# Transit spare wheel removal



## froggy59 (Jan 18, 2009)

can anyone help- the problem is I went to check the spare tyre on our burstner nexxo on a transit chassis, crawled under the van but how the hell does that spare come off. cant find any type of winder to lower it down. :? 

Alan


----------



## peaky (Jul 15, 2009)

sorry cant help but at least you have one, mt transit basecame with acan of tyre weld and a compressor thingy, never even looked at the compressor ,perhaps I can blow my tyres up instead of going to the garage everytime,better go and look at it !!


----------



## Mark993 (Jul 1, 2007)

On our transit (panel van) there is a wind down bolt head (same head as wheel nuts so you use the wheel nut wrench) on the lower sill of the rear door about 2/3rds of the way across the rear of the van (nearer to right hand side than left).

Presumably on your van there is some sort of equivalent. Hope this helps.


----------



## neilanddot (Apr 4, 2008)

I have the same problem on our Euramobil so I will start looking in locker spaces. Neil


----------



## cronkle (May 1, 2005)

On my Mk 7 the jack etc is in a cubby hole in the off side front foot well. 
The gubbins you need should be in there as well. It faces you as you look at the base of the seat.

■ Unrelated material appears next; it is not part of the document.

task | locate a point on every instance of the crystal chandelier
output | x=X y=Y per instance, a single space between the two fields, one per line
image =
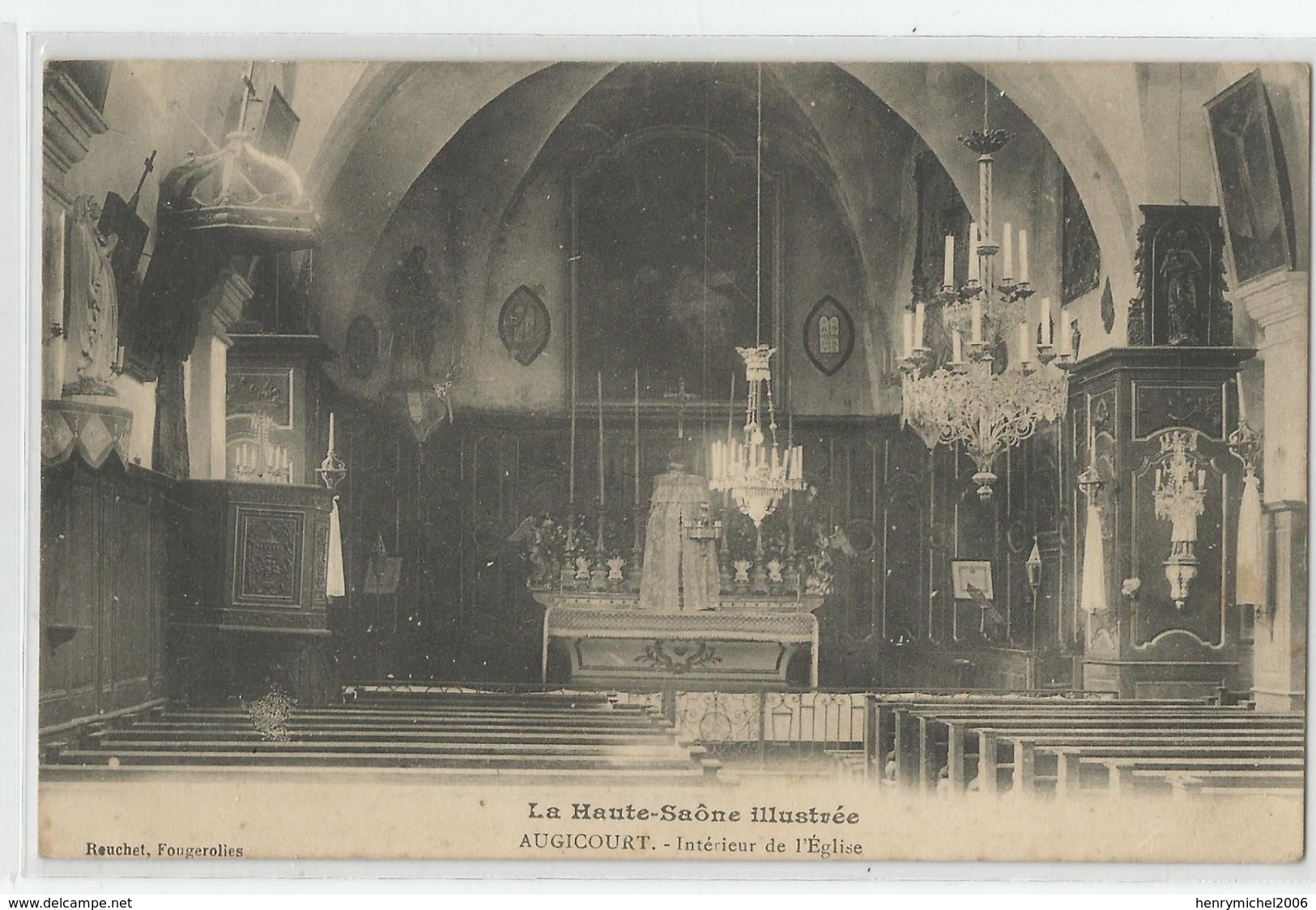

I suspect that this is the same on the Mk 6.

The handbrake on mine partially obscures the panel that has to be removed to gain access to it.


----------



## neilanddot (Apr 4, 2008)

Cronkle how do you lower the spare wheel ? I am here and the van is there so I am not wivit.


----------



## Parrotspain (Apr 12, 2009)

If it's the same as mine (Mk7) then you straighten out the three-sectioned rod and insert it into a smallish hole in the side of the body.

In our case it is about an inch across with a black plastic liner.

Thread the rod through the chassis member and the socket eventually engages with a captive nut. Turning then winds down a hawser which gently lowers the spare to the ground.

Hope this helps

P


----------



## cronkle (May 1, 2005)

neilanddot said:


> Cronkle how do you lower the spare wheel ? I am here and the van is there so I am not wivit.


Looking at the wheel carrier from behind the rear right hand wheel you should see a bolt end with a slot in it to take the end of the winding bar.

This, the winding bar, was in with my jack. With mine the jack winding tool has a bit that unfolds and fits in the slot. The part looks like a thick screw driver.

There is a hole in the skirt just behind the rear off side wheel that gives 'square' access to the winch mechanism.

I can't help feeling that I have described this badly. Don't hesitate to ask for clarification :?


----------



## froggy59 (Jan 18, 2009)

Thanks every one, "FOUND IT" its a small unit on the chassis behind the o/s wheel that winds down the wheel via a cable. :lol: 

Alan


----------



## neilanddot (Apr 4, 2008)

Thanks Alan for raising the question and also everyone else I will look when I'm next with the van. Neil


----------